Himmler ne paraissait pas l’avoir entendu. Il ne faisait pas un mouvement, il respirait à peine. Il avait l’air de craindre que le moindre effort, le moindre souffle lui fissent perdre un équilibre intérieur d’une fragilité extrême. Son visage exprimait la stupeur, l’incompréhension.

— Vous pouvez vous lever, dit Kersten.

Himmler redressa le torse lentement, prudemment, comme si sa chair recelait un trésor sans prix. Puis, de la même façon, il plaça les pieds sur le plancher. Son pantalon défait glissa. Il eut un geste instinctif, brusque, pour le rattraper. Puis, effrayé par les conséquences que pouvait avoir ce mouvement, il resta figé, les doigts crispés sur le pantalon. Mais le repos, le bien-être de ses viscères, la paix à nulle autre pareille que procure la disparition d’une intolérable souffrance duraient toujours.

Himmler fixa sur Kersten des yeux qui, derrière les verres des lunettes, montraient une espèce d’égarement. Il s’écria :

— Est-ce que je rêve ? Est-ce que c’est possible ? Je n’ai plus mal… plus mal du tout…

Il reprit son souffle et continua, davantage pour lui-même que pour Kersten :

— Aucun médicament n’y réussit… La morphine même n’a plus d’effet… Et là… en quelques instants… Non… je ne l’aurais jamais cru.

Himmler, de sa main libre, effleura son ventre, avec le sentiment de toucher un miracle.

— Êtes-vous vraiment capable d’arrêter mes crampes ? s’écria-t-il.

— Je le pense, dit Kersten. Ce sont certains nerfs qui me semblent atteints chez vous et c’est sur les nerfs que mon traitement agit.

Himmler se leva du divan où il se tenait assis et s’approcha de Kersten.

— Docteur, dit-il, je veux vous garder près de moi.

Et, sans donner à Kersten le temps de répondre, il ajouta :

— Je vous ferai inscrire tout de suite dans les S.S. Avec le rang de colonel.

Kersten ne put maîtriser un haut-le-corps. Il considérait avec malaise cet homme chétif, à demi nu, qui retenait son pantalon. Mais cet homme, parce qu’il avait cessé de souffrir, avait repris le sentiment de sa toute-puissance. Et il interprétait à sa manière l’étonnement du docteur. Il s’écria :

— Peu importe le fait que vous êtes étranger. Pour les S.S., il n’y a que ma volonté. Je suis leur Reichsführer. Un mot de vous et vous êtes colonel plein, avec le grade, la solde, l’uniforme.

L’espace d’un instant, l’image de lui-même transformé en officier S.S. passa dans l’esprit de Kersten, de lui, gras et lourd, qui aimait tant les vêtements larges et les étoffes moelleuses. Et il eut beaucoup de peine à ne pas rire.
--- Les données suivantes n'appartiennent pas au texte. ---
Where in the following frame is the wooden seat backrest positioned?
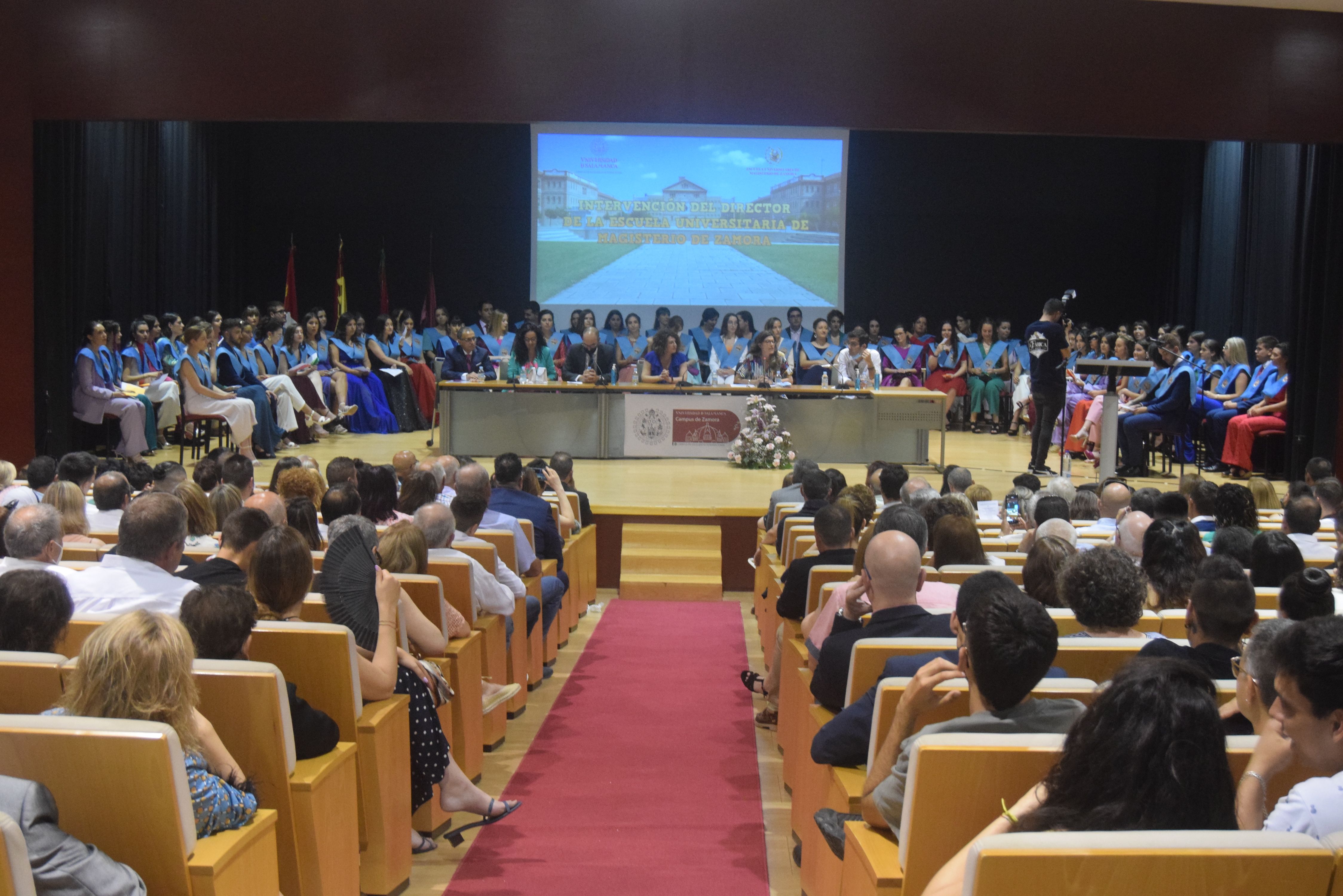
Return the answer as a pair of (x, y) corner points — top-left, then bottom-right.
(474, 529), (521, 575)
(963, 830), (1334, 896)
(900, 735), (1064, 893)
(807, 563), (853, 613)
(0, 716), (196, 896)
(0, 650), (66, 715)
(249, 622), (364, 743)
Mais les yeux de Himmler étaient fixés sur lui et toute l’expression de sa figure montrait à quel point sa proposition était une faveur, un hommage qu’il consentait à Kersten.

— Oui, docteur, reprit solennellement Himmler. Je vous le promets : colonel plein.
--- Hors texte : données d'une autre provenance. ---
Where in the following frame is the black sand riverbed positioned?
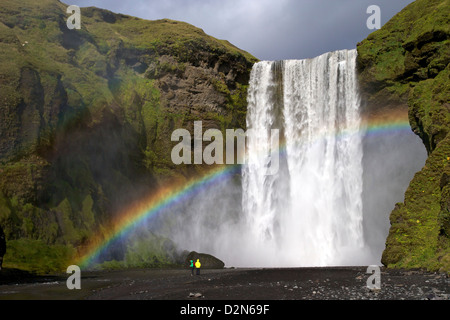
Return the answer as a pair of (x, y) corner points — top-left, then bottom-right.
(0, 267), (450, 301)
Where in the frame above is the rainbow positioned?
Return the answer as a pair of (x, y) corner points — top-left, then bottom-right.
(77, 165), (240, 268)
(77, 115), (411, 268)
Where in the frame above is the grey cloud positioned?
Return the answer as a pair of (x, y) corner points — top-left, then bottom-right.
(70, 0), (412, 60)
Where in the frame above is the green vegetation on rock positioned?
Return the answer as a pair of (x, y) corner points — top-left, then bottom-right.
(0, 0), (256, 272)
(358, 0), (450, 272)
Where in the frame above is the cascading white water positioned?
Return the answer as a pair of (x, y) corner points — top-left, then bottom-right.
(243, 50), (364, 267)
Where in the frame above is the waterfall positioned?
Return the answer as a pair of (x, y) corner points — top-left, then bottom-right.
(241, 50), (364, 267)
Kersten inclina un peu la tête en signe de reconnaissance. Il avait le sentiment de pénétrer dans un domaine où les valeurs habituelles étaient renversées.

« Avec les fous, pensa-t-il, on doit jouer le jeu. »

Il répondit avec gravité :

— Reichsführer, je suis infiniment sensible à l’honneur que vous me faites. Mais il m’est impossible, malheureusement, de l’accepter.

Il expliqua longuement à Himmler qu’il habitait la Hollande, qu’il avait là-bas une maison, une famille, une vie organisée… de très nombreux malades.

— Mais, poursuivit-il, dès que vous aurez des crampes, je peux revenir. D’ailleurs, je ne pars pas tout de suite, je reste deux semaines à Berlin pour traiter les patients que j’ai ici.

— Alors, comptez-moi parmi eux, docteur. Venez chaque jour, je vous prie, s’écria Himmler.

Il saisit sa chemise, en couvrit ses épaules obliques, ses omoplates saillantes, son ventre gonflé, boutonna son pantalon, noua sa cravate, mit sa vareuse aux insignes de général S.S. et appuya sur une sonnette.

L’aide de camp entra, salua.

— Monsieur Kersten est le bienvenu ici, lui dit Himmler. C’est un ordre. Que tout le monde le sache.